Systematization of Focus Group 2026: Toward a Relational Framework for Transformative Effectiveness
Systematization of Focus Group 2026: Toward a Relational Framework for Transformative Effectiveness

On January 23rd, 2026, we had the privilege to listen and exchange knowledge and experiences with the participants of the first DIVERSE focus group. Grounded in the lived experiences of scholars, activists, and practitioners engaged with Grassroots Transformative Initiatives (GTIs), this focus group has provided us with key insights. It has also allowed us to see some of the tensions for developing an evaluation framework that opens collective reflections within the relational, processual, and political dimensions embedded in transformation. We discussed not measuring outcomes in isolation, but of understanding how deep and meaningful change unfolds through connections—between people, places, knowledge, and struggles.
1. Transformation is Rooted in Process, Not Only Outcome
Participants emphasized that transformative change emerges through how initiatives unfold over time—the journeys of organizing, reflecting, and relating.
-
Process as empowerment: The act of coming together, building consensus, and navigating conflict can be more transformative than the final policy change or campaign win.
- Beyond reaction: Not all action is transformative. Intentional, sustained, and reflective practice distinguishes transformative initiatives from reactive responses.
- Valuing the invisible: Care work, community-building, and relational maintenance are central to sustainability, even if they leave no visible “outputs.”
2. Relationality is the Heart of Transformation
The quality and depth of relationships—within groups, across movements, and with place—define transformative potential.
-
Networks as ecosystems: Initiatives like the EJ Atlas show how digital and analog networks foster mutual support, learning, and **cultural transformation**, amplifying impact beyond core members.
- Inclusion as rooted practice: Safe spaces, especially for women and marginalized groups, enable leadership to emerge from within, not as an add-on.
- Beyond “critical mass”: Transformation may depend less on numbers and more on the depth of connection and the ability to reactivate historical struggles and local memory.
3. Cultural, Environmental, and Epistemic Justice are Foundational
Transformative effectiveness cannot be assessed without attention to whose knowledge counts and how worlds are imagined.
- Decolonizing evaluation: Dependence on externally funded technologies can reproduce colonial dynamics. True empowerment centers local and Indigenous knowledge systems.
- Revaluing place-based knowledge: Initiatives often emerge from spiritual, cultural, or territorial attachments.
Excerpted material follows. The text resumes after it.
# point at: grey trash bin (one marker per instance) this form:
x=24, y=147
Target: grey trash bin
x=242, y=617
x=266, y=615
Effectiveness is tied to reaffirming identity, not only “breaking with” systems.
- Directionality matters: As Joan Martínez Alier noted, we must ask: “Transformation toward what?” Framing, thus, must consider entropy, justice, and the more-than-human world.
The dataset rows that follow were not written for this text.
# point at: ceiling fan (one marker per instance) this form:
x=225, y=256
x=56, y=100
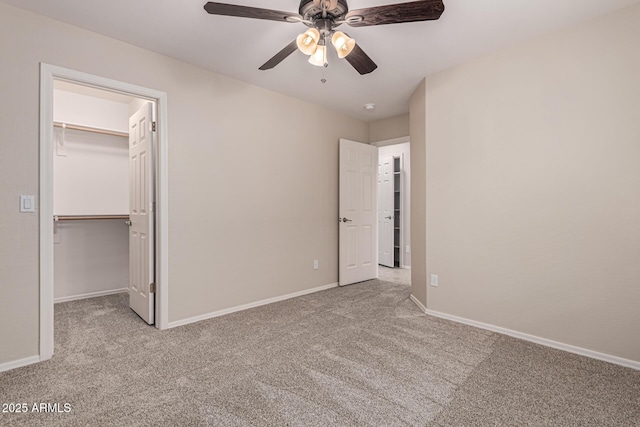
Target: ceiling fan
x=323, y=17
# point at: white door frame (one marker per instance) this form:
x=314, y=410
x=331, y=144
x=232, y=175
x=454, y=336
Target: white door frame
x=49, y=73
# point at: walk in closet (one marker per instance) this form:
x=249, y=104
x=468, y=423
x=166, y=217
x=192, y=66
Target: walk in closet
x=91, y=192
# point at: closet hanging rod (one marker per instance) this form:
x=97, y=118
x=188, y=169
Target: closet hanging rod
x=87, y=217
x=90, y=129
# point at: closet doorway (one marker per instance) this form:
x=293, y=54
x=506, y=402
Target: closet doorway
x=103, y=195
x=394, y=195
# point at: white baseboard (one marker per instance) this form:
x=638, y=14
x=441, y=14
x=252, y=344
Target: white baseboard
x=19, y=363
x=90, y=295
x=535, y=339
x=249, y=305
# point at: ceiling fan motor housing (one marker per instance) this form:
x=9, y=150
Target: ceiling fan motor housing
x=311, y=10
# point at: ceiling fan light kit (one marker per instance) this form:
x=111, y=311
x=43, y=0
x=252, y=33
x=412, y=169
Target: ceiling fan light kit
x=323, y=16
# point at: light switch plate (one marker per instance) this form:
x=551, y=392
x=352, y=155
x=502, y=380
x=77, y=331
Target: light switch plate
x=27, y=203
x=434, y=280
4. Power, Context, and Asymmetry Shape Everything
Effectiveness is deeply contextual and political.
- Urgency and adaptation: In crises, groups “do what they can with what they’ve got”, as Mariana Walter put it. Rigid planning frameworks may miss the transformative ingenuity of adaptive action.
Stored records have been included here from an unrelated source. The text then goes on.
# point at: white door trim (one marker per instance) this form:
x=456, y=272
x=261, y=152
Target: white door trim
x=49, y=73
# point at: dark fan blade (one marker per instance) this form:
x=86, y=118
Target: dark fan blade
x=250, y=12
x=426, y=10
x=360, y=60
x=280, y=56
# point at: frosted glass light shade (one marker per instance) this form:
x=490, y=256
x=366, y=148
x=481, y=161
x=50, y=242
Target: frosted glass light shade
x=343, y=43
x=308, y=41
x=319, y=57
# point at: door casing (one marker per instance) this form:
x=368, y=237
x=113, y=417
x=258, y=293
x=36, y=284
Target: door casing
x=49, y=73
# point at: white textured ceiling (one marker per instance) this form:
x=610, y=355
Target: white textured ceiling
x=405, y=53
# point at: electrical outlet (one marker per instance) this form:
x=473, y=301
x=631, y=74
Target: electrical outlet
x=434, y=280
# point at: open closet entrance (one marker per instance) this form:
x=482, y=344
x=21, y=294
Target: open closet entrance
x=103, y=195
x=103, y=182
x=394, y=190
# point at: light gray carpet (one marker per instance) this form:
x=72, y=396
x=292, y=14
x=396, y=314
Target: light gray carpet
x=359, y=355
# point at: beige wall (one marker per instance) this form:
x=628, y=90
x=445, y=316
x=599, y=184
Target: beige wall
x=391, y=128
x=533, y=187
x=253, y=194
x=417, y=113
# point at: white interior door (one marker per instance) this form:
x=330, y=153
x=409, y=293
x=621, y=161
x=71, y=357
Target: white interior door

- Roberto Cantoni also warned about Intersectionality’s double edge: While bridging issues can strengthen movements, it can also dilute focus or fragment alliances.
- Marta Conde invited us to appreciate that scale is relational: Local transformations may not “scale up,” but can ripple through networks in unexpected ways. Regional alliances often hold more resonance than global ones.
Reflections for Framework Development
Tensions to Navigate
- Process vs. outcome: How do we value processes without dismissing tangible victories?
- Relationality vs. comparability: How do we honour context while enabling cross-case learning?
- Inclusion vs. coherence: How do we embrace intersectionality without losing strategic focus?
Indicators Emerge from Practice, Not Prescription
Participants called for process-sensitive indicators that capture:
- Shifts in agency, voice, and leadership within groups.
- Quality and durability of relationships—internal and external.
- Cultural reaffirmation and knowledge revaluation.
- Adaptive capacity in the face of urgency or repression.
- How issues are framed and connected across scales and struggles.
Toward a Reflective & Evaluative Approach
The framework should serve as a tool for collective reflection, not an audit.
- Wording matters: Language must be culturally resonant and politically careful (e.g., “contributing to change” vs. “breaking with”).
- Self-assessment over external judgment: Movements should define their own dimensions of effectiveness.
- Flexible and iterative: Allow frameworks to evolve with the initiatives they seek to understand.
As we move forward in the DIVERSE project, we carry the group’s invitation to stay humble, context-attentive, and rooted in the lived realities of those fighting for just and diverse worlds.